Escarlate II #42 - Boa Noite, Velho Amigo

Submitted by bardo

Debaixo de uma árvore, um cavalo se deita. A árvore não está tão exposta, é um pouco afastada da rua principal. Zand se despede de Tornado, por ora. Não o prende. A qualquer momento, no dia seguinte, os dois se encontrarão de novo, é o que planeja. Zand deixa Tornado porque Froik está logo ali.

Froik é uma cidade pequena. Não muito diferente das cidades pequenas de Wimow. Por essas ruas pequenas, Zand passa tocando uma suave cantiga de ninar com sua lira.

Suave e discreta, para a cidade que dorme.

Tudo está deserto. Absolutamente ninguém nas ruas e os bares fechando. E ainda nem é tão tarde assim...

Caminha até a frente de um pequeno templo e se senta, encostando-se na entrada, num lugar discreto.

“Como é bom se encostar em algo depois de tanto tempo a cavalo...”

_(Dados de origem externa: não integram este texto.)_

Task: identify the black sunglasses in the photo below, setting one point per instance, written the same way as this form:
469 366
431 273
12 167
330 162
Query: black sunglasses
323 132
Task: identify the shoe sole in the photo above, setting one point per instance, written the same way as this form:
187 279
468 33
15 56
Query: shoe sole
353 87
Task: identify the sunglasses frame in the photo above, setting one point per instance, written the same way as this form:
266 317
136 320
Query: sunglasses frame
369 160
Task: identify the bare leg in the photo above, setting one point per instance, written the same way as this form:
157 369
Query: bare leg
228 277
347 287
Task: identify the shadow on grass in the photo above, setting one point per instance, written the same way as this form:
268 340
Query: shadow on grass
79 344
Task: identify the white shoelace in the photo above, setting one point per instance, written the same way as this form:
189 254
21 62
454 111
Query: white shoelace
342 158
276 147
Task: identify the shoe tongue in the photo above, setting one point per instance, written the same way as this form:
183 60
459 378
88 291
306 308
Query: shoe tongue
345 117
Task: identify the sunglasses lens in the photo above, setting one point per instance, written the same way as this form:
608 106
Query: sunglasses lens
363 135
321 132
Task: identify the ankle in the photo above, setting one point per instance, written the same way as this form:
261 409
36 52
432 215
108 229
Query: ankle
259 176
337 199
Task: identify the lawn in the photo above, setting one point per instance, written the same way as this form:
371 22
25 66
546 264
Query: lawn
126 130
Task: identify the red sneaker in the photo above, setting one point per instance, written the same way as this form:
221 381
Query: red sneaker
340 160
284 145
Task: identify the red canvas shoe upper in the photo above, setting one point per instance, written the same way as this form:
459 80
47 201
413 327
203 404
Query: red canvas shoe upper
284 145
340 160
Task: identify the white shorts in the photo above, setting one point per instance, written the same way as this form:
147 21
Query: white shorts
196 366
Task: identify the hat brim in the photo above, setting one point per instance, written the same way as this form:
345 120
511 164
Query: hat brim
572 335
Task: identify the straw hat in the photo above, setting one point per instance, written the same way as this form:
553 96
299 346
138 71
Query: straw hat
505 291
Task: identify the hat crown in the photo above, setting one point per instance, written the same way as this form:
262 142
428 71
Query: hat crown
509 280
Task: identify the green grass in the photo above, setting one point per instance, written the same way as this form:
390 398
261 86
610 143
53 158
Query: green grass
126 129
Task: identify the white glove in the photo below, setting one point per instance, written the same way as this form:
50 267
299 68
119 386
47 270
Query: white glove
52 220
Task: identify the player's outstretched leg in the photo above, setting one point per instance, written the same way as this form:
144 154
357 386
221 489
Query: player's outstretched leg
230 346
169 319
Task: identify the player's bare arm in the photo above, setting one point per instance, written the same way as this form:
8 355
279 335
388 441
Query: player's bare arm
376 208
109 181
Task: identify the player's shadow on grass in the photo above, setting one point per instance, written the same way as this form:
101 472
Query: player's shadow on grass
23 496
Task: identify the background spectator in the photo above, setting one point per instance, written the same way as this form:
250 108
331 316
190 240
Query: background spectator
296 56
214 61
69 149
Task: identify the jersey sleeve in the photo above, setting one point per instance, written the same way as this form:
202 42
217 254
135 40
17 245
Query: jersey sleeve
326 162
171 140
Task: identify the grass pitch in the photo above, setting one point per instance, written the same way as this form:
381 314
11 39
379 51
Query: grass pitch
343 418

A viagem tem sido longa e cansativa, exceto pela Canção do Repouso, que ajuda um bocado a minimizar o cansaço. Zand se encosta e descansa um pouco, o descanso real, não mágico.


 

“Taberna de Froik”. É isso o que está escrito na placa daquele estabelecimento. Mal dá pra ler e o estabelecimento está quase vazio. Tem sido assim nos últimos meses. A cidade é uma cidade pacata, mas tem se mostrado ainda mais pacata do que de costume.

Um homem sai e caminha devagar pela calçada. Ligeiramente tonto, mas nem tanto. Ou talvez caminhe devagar por achar que assim disfarce melhor a ligeira embriaguez.

Segue com seu casaco verde de listras amarelas inclinadas, de mãos no bolso. Um lenço amarelo claro preso ao pescoço e um jeito esguio. Olhando para baixo num ângulo muito discreto, ele segue.

Em sua mente pouco preocupada, pensa em seus planos.

“Awra parece não ser um lugar tão sossegado quanto eu pensei... De qualquer forma, tudo está correndo bem. Em quinze dias teremos resposta da Guilda Dessurdi... A Guilda Runamat já declarou apoio.”

“Também, só falta esperar a galera da 20 Horas voltar para que tenhamos ainda mais força. Creio que em dois meses estejam aqui. E assim teremos o apoio de três grupos enormes de ladinos, a coisa vai seguir muito bem, além de tudo aquilo que conseguiremos. De qualquer forma, dois meses... É um bom período para descans...”

- Boa noite...

Aquela voz o surpreende e traz num flash lembranças indesejadas. Ele se recompõe e se vira para o lugar de onde a voz veio.

“Claro que não pode ser ele. Não aqui, não agora.”

Do templo, sentado, o estranho continua imóvel.

- O que você quer?

- Você sabe o que quero. - Ele se levanta, ainda escondido pelas sombras da noite. Suas mãos se movimentam um pouco e um som suave preenche o lugar, uma música de lira.

- Não tenho trocado. - Seu coração começa a bater mais depressa.

- Não importa. - Ele dá alguns passos e finalmente deixa as sombras. - …Halkond.